Can you tell which route you're using?

david · February 19

If I do a mtr -zur from my server to my home, I can tell there are multiple routes. I notice this also, with my wireguard connection; sometimes the latency will change if I restart wireguard. I assume it's taking a different route.

Is there any way to tell which route it's taking? Are there different tools besides mtr and traceroute to look into it? Or some different parameters I'm missing? And is there a way to get it to prefer one route over the other?

ehab · February 19

i only know

$ ip r

yoursunny · February 19

We take the most direct route.
We'll swim across the river or dig through the mantle, if that's the most direct route.

Levi · February 19

P2P. We meet, we do, we separate.

Neoon · February 19

As a costumer you can barely influence any routing, except you pay for it or the people are willing to optimize routes.
However, you can use your existing virtual servers, to do route bending.

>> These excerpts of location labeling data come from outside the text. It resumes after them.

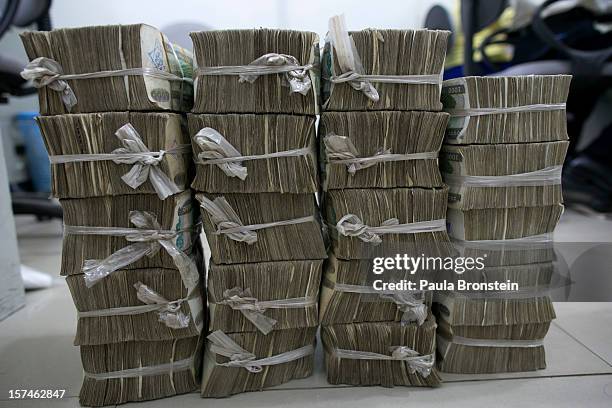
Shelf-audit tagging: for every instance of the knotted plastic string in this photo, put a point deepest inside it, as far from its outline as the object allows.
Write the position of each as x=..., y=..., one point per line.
x=413, y=309
x=253, y=309
x=169, y=311
x=148, y=238
x=145, y=167
x=228, y=223
x=352, y=69
x=348, y=58
x=539, y=107
x=44, y=71
x=224, y=217
x=215, y=146
x=295, y=75
x=221, y=344
x=167, y=368
x=170, y=314
x=47, y=72
x=544, y=177
x=134, y=151
x=351, y=226
x=416, y=363
x=341, y=150
x=216, y=150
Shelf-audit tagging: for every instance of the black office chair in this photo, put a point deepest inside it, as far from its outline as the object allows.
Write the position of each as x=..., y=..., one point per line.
x=584, y=179
x=24, y=13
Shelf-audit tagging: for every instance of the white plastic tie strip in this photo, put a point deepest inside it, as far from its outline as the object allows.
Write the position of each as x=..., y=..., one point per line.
x=44, y=71
x=228, y=222
x=216, y=150
x=540, y=107
x=341, y=150
x=532, y=242
x=352, y=69
x=221, y=344
x=253, y=309
x=168, y=368
x=169, y=311
x=351, y=226
x=547, y=176
x=410, y=304
x=294, y=74
x=134, y=151
x=148, y=238
x=422, y=364
x=524, y=293
x=464, y=341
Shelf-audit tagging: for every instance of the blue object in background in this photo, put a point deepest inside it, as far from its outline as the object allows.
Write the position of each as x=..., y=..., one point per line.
x=39, y=167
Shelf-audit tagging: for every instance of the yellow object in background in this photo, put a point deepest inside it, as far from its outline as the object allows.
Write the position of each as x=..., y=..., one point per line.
x=495, y=52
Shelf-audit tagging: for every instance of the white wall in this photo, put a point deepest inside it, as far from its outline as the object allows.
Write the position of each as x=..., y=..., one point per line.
x=299, y=14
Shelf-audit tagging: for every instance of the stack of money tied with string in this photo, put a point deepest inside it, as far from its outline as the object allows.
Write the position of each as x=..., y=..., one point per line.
x=121, y=168
x=252, y=131
x=379, y=137
x=502, y=157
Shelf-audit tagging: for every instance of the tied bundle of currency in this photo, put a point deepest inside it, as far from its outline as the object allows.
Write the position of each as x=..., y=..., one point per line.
x=476, y=312
x=490, y=224
x=115, y=153
x=491, y=349
x=274, y=153
x=348, y=295
x=105, y=234
x=242, y=362
x=136, y=305
x=108, y=68
x=365, y=223
x=387, y=353
x=264, y=296
x=256, y=71
x=520, y=251
x=139, y=371
x=242, y=228
x=515, y=109
x=532, y=279
x=377, y=69
x=381, y=149
x=503, y=176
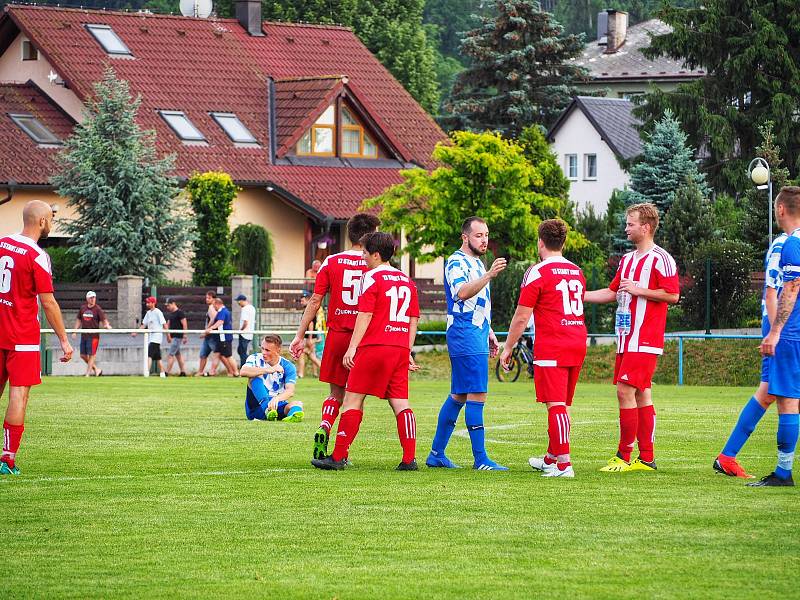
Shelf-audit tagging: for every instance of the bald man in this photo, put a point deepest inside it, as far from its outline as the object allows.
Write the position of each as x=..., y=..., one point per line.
x=24, y=275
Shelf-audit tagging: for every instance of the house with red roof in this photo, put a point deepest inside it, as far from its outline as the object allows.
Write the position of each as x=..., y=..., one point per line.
x=303, y=117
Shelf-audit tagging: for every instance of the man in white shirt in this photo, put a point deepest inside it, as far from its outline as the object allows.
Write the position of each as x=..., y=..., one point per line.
x=247, y=320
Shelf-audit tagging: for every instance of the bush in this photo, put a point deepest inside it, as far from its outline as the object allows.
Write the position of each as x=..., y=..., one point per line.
x=730, y=284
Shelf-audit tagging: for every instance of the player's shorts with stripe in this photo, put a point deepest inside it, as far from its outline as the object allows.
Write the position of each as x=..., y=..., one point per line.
x=89, y=345
x=636, y=369
x=555, y=384
x=20, y=368
x=784, y=370
x=469, y=374
x=380, y=371
x=332, y=370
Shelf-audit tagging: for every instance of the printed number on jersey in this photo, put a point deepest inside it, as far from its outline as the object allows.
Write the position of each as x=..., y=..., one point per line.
x=571, y=296
x=6, y=264
x=400, y=298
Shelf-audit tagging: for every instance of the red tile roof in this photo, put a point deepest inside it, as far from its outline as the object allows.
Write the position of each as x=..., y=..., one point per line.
x=204, y=65
x=23, y=160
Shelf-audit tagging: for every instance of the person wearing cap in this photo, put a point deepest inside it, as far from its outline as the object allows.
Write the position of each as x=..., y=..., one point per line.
x=247, y=321
x=154, y=322
x=176, y=337
x=90, y=316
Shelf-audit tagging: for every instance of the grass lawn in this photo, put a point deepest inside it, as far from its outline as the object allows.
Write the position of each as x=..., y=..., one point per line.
x=152, y=488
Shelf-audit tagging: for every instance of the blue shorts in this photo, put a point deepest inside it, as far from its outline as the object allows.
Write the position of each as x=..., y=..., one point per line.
x=784, y=370
x=469, y=374
x=255, y=410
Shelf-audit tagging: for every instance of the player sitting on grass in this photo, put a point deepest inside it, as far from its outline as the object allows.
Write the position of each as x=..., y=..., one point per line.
x=270, y=386
x=379, y=352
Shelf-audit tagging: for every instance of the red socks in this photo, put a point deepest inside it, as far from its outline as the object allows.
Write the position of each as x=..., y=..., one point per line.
x=628, y=424
x=558, y=427
x=646, y=433
x=407, y=431
x=12, y=436
x=348, y=430
x=330, y=410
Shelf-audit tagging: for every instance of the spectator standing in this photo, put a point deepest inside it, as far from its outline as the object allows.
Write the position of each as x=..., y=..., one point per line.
x=90, y=316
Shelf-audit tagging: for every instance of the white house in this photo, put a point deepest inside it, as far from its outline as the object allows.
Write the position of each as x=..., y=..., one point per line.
x=592, y=138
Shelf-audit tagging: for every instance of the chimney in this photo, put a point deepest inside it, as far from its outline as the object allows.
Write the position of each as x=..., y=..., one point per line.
x=248, y=13
x=617, y=30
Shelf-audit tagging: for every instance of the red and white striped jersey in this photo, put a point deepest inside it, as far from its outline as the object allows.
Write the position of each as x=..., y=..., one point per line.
x=654, y=270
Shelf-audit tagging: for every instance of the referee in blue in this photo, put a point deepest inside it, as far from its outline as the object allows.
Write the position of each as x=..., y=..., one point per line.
x=470, y=343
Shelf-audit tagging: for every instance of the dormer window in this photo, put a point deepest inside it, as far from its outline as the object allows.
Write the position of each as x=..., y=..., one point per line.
x=109, y=40
x=36, y=130
x=182, y=126
x=235, y=129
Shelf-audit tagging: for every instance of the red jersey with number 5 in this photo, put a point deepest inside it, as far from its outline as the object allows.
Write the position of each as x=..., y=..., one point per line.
x=391, y=297
x=340, y=275
x=24, y=274
x=554, y=288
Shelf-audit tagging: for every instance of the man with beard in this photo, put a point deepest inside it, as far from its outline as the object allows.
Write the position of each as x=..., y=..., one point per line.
x=470, y=343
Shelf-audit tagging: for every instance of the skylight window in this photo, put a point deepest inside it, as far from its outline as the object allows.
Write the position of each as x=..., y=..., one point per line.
x=235, y=129
x=34, y=128
x=182, y=126
x=109, y=40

Cutting Edge solution for people that either have no ASN, don't do BGP.
https://github.com/Ne00n/route-bender-4000

You let that run on your Homeserver or Raspberry Pi, profit.
Connect the virtual servers you want to use together with a latency optimized mesh vpn and you are in business!

https://github.com/Ne00n/wg-mesh
10/10 Enjoying my sub 150ms to Tokyo and Hong Kong.

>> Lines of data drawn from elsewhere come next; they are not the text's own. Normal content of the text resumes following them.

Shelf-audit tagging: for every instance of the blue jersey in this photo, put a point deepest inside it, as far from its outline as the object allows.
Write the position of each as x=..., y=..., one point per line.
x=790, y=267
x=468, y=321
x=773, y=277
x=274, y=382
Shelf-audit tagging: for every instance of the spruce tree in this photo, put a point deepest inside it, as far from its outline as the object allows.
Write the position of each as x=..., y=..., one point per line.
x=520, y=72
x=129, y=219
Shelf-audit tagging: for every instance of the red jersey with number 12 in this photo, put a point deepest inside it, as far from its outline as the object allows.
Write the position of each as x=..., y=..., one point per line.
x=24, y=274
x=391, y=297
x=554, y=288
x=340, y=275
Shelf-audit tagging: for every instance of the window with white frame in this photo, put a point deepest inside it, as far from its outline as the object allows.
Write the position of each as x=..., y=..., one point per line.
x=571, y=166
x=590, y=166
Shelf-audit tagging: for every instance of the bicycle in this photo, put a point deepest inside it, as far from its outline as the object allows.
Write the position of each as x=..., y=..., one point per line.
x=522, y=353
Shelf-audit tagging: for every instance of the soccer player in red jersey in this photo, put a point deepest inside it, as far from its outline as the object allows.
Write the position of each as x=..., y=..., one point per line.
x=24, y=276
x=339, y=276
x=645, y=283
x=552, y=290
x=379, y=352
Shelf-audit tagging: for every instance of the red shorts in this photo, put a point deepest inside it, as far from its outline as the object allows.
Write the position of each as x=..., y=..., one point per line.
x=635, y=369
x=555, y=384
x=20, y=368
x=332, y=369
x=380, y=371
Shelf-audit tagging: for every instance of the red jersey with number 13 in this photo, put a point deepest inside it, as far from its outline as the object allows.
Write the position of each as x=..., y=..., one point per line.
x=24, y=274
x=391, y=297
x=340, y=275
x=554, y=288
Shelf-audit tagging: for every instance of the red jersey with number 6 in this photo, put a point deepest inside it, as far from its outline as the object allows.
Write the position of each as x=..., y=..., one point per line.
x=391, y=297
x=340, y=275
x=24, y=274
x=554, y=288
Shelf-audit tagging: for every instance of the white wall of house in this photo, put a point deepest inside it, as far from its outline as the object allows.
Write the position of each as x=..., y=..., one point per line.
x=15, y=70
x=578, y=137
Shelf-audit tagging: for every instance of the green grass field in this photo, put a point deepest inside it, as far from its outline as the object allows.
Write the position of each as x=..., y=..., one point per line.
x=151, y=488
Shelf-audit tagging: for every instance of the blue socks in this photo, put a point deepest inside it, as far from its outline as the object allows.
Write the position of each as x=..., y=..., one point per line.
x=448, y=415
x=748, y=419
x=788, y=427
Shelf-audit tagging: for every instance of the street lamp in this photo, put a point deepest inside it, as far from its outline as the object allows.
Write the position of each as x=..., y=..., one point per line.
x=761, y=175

Don't Delay, Try route bending Today!

tentor · February 19

@david said: If I do a mtr -zur from my server to my home, I can tell there are multiple routes. I notice this also, with my wireguard connection; sometimes the latency will change if I restart wireguard. I assume it's taking a different route.

This is due to ECMP and MTR sending multiple packets with different src/dst ports, resulting into different hashes leading to utilization of different paths.

Load balancing by per-packet multipath routing was generally disfavored due to the impact of rapidly changing latency, packet reordering and maximum transmission unit (MTU) differences within a network flow, which could disrupt the operation of many Internet protocols, most notably TCP and path MTU discovery. RFC 2992 analyzed one particular multipath routing strategy involving the assignment of flows through hashing flow-related data in the packet header. This solution is designed to avoid these problems by sending all packets from any particular network flow through the same path while balancing multiple flows over multiple paths in general.

david · February 19

I can tell, once I get a favorable low-latency wireguard connection, it usually holds onto it for an extended time. But sometimes, it seems to let go of it and switch to a worse route. Restarting wireguard, sometimes multiple times, I can reacquire the premium route.

host_c · February 19

@davide

ECMP has it's benefits, but a lot of websites do not like it, mostly financial sites ( banks, paypal, stripe, and so on )

We use it on customers that have same link speed contracted from 2 different ISP's and have no BGP, and filter out the financial department on only 1 link in fail-over.

for torrent, oh boy, you can download at 2Gbps on 2 x 1 Gbps lines easily.

It will work flawless in 90% of the cases.

tentor · February 19

@host_c said: a lot of websites do not like it, mostly financial sites ( banks, paypal, stripe, and so on )

Can you elaborate more about this? I am genuinely interested in why financial sites do not like ECMP, given that the communication with them happens mostly over TCP.

host_c · February 19

@tentor said:

@host_c said: a lot of websites do not like it, mostly financial sites ( banks, paypal, stripe, and so on )

Can you elaborate more about this? I am genuinely interested in why financial sites do not like ECMP, given that the communication with them happens mostly over TCP.

Sure:

ECMP does load-balancing on output interfaces, it balances connections on output interfaces not traffic. It will balance tcp new type of connections from source to the interfaces it is set up.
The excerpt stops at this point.